In Deutschland gelten Menschen als einkommensarm, wenn ihr Einkommen nicht über 60 Prozent des mittleren Einkommens liegt. Die unterschiedlichen Preise in den einzelnen Regionen spielten dabei aber bislang keine Rolle. Die Analyse des IW berücksichtigt nach Angaben der Ökonomen erstmals die regionalen Preisniveaus. Sie errechneten daraus anstatt der üblichen Armutsquoten so genannte Kaufkraftarmutsquoten.
Das Ergebnis: In Ostdeutschland sind die Einkommen zwar niedriger, doch man kann sich dort für sein Geld mehr leisten als in Westdeutschland. Die Unterschiede bei der Einkommensarmut zwischen Ost und West verringerten sich deutlich, wenn die unterschiedlichen Preise berücksichtigt werden.
Dagegen ist das Stadt-Land-Gefälle laut der Untersuchung der Kölner Armutsforscher Christoph Schröder und Klaus-Heiner Röhl stärker als vermutet. In den Städten sind demnach im Schnitt 22 Prozent der Bevölkerung kaufkraftarm, in ländlichen Regionen hingegen lediglich 14 Prozent. Besonders schlecht schneidet Köln ab: In der nordrhein-westfälischen Metropole leben nach der Studie mehr als 26 Prozent Kaufkraftarme. Berlin kommt im Vergleich dazu auf gut 22 Prozent.

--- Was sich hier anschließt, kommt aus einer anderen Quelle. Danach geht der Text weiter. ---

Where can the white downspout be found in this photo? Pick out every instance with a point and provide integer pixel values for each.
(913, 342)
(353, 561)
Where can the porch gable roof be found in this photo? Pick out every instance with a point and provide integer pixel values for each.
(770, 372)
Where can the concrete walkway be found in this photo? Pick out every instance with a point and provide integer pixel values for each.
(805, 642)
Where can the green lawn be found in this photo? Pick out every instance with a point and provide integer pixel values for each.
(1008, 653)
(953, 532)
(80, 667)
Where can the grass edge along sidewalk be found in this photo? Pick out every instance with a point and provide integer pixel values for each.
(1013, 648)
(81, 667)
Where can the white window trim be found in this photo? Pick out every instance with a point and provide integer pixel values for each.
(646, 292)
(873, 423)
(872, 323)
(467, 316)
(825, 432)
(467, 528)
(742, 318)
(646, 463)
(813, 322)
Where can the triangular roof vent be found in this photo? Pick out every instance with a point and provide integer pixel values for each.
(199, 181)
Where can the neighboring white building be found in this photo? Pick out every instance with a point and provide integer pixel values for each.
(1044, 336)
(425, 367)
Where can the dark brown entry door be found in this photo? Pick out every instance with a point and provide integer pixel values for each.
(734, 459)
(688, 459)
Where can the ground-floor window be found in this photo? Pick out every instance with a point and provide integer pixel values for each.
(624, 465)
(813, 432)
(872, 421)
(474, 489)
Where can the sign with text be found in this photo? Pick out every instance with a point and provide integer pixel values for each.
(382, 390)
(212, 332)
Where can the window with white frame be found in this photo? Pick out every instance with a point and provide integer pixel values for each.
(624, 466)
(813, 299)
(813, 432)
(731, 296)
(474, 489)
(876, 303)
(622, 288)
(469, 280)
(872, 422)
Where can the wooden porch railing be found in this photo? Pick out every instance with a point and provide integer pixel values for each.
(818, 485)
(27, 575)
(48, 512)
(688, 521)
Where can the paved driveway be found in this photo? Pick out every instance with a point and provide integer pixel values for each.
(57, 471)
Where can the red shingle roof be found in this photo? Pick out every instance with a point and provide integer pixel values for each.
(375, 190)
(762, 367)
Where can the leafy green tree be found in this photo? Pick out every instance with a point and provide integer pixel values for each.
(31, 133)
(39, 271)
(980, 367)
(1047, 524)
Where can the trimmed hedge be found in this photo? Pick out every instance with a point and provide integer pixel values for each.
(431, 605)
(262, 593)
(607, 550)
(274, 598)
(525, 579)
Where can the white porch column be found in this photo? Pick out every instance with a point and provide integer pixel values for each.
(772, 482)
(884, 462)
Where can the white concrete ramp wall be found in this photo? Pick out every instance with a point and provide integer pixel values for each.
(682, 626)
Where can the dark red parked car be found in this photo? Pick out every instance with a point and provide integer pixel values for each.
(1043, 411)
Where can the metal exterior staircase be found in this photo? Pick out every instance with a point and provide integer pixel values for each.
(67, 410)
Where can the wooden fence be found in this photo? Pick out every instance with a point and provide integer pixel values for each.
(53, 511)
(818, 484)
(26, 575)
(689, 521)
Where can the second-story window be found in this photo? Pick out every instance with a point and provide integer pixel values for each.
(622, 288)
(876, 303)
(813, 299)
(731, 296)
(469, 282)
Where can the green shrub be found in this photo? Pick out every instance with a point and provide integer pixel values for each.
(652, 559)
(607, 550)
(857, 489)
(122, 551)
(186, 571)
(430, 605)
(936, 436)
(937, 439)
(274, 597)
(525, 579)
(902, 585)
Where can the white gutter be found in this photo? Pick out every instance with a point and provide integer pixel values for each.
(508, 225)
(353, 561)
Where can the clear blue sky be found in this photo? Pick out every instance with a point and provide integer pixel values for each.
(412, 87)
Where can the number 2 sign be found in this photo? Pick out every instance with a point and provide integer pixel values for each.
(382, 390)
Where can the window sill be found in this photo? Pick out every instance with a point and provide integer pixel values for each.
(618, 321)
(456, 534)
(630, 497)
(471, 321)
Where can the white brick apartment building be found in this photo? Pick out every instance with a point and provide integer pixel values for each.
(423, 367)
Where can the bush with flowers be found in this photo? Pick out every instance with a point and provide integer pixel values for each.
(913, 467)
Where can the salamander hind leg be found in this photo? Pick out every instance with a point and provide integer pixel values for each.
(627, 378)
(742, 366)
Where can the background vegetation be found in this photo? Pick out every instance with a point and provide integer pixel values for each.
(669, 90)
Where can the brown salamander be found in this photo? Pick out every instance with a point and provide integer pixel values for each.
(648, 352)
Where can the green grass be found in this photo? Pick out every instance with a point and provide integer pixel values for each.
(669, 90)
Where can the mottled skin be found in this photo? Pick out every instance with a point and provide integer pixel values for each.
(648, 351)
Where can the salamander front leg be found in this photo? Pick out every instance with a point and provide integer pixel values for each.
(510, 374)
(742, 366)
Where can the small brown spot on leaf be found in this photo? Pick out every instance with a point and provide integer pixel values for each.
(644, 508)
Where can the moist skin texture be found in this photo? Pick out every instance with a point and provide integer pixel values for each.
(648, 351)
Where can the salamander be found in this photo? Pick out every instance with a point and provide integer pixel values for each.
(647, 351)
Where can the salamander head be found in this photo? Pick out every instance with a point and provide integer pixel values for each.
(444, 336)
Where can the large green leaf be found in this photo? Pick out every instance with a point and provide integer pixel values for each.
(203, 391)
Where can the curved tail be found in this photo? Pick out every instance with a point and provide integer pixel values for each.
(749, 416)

Die geringste Kaufkraftarmut herrscht deutschlandweit erwartungsgemäß in Bayern, wo 12,5 Prozent der Bevölkerung davon betroffen sind. Das Flächenland mit der höchsten Quote ist genau so wenig überraschend das strukturschwache Mecklenburg-Vorpommern mit 20,7 Prozent.

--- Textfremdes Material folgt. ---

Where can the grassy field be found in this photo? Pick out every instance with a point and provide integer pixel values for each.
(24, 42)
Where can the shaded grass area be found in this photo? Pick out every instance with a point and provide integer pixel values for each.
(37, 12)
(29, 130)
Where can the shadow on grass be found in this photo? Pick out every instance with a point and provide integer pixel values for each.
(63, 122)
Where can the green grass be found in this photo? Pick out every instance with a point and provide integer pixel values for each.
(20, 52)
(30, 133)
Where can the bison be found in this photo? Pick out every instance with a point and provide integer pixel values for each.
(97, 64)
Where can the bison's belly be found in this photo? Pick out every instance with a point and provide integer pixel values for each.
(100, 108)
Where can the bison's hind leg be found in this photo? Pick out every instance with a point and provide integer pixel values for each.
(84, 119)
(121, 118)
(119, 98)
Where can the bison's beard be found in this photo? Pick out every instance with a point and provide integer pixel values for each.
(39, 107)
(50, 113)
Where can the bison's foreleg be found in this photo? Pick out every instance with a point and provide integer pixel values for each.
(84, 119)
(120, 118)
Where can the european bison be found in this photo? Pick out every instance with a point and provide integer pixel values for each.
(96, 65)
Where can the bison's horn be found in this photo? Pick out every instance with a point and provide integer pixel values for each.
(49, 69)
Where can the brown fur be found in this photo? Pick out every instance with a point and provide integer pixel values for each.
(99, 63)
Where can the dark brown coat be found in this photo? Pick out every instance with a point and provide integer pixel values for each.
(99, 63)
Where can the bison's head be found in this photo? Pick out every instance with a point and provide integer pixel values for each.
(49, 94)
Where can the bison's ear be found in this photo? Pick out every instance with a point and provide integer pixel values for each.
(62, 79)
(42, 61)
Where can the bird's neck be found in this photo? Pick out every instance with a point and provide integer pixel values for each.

Die Studie hält bei den Ergebnissen zu den einzelnen Bundesländern einige Überraschungen bereit: So liegt demnach die Armutsquote in Brandenburg mit 15,9 Prozent unter denen Sachsens, Nordrhein-Westfalens, Sachsen-Anhalts und Hamburgs. Grund dafür ist die deutlich höhere Kaufkraft in dem ostdeutschen Bundesland. Thüringen erreichte mit 13,8 Prozent nach Bayern und Baden-Württemberg preisbereinigt den drittniedrigsten Wert bundesweit.
Als Konsequenz ihrer Untersuchung forderten die Wirtschaftsforscher unter anderem, die regionalpolitische Förderung mehr auf die Großstädte zu fokussieren. Dazu sollen nach ihren Vorstellungen Investitionen, Innovations- und Gründungsförderung sowie Bildung besser verknüpft werden. "Die Regionalpolitik sollte nach dem Ende des Solidarpakts 2019 neue Schwerpunkte setzen", verlangte das IW.
Hüther bezeichnete jüngst beschlossene Maßnahmen wie einen einheitlichen Mindestlohn von 8,50 Euro und das Betreuungsgeld als "kontraproduktiv". Berücksichtige man die Kaufkraft, dürfte der Mindestlohn im Osten eigentlich nur bei 7,90 Euro liegen, sagte der IW-Direktor.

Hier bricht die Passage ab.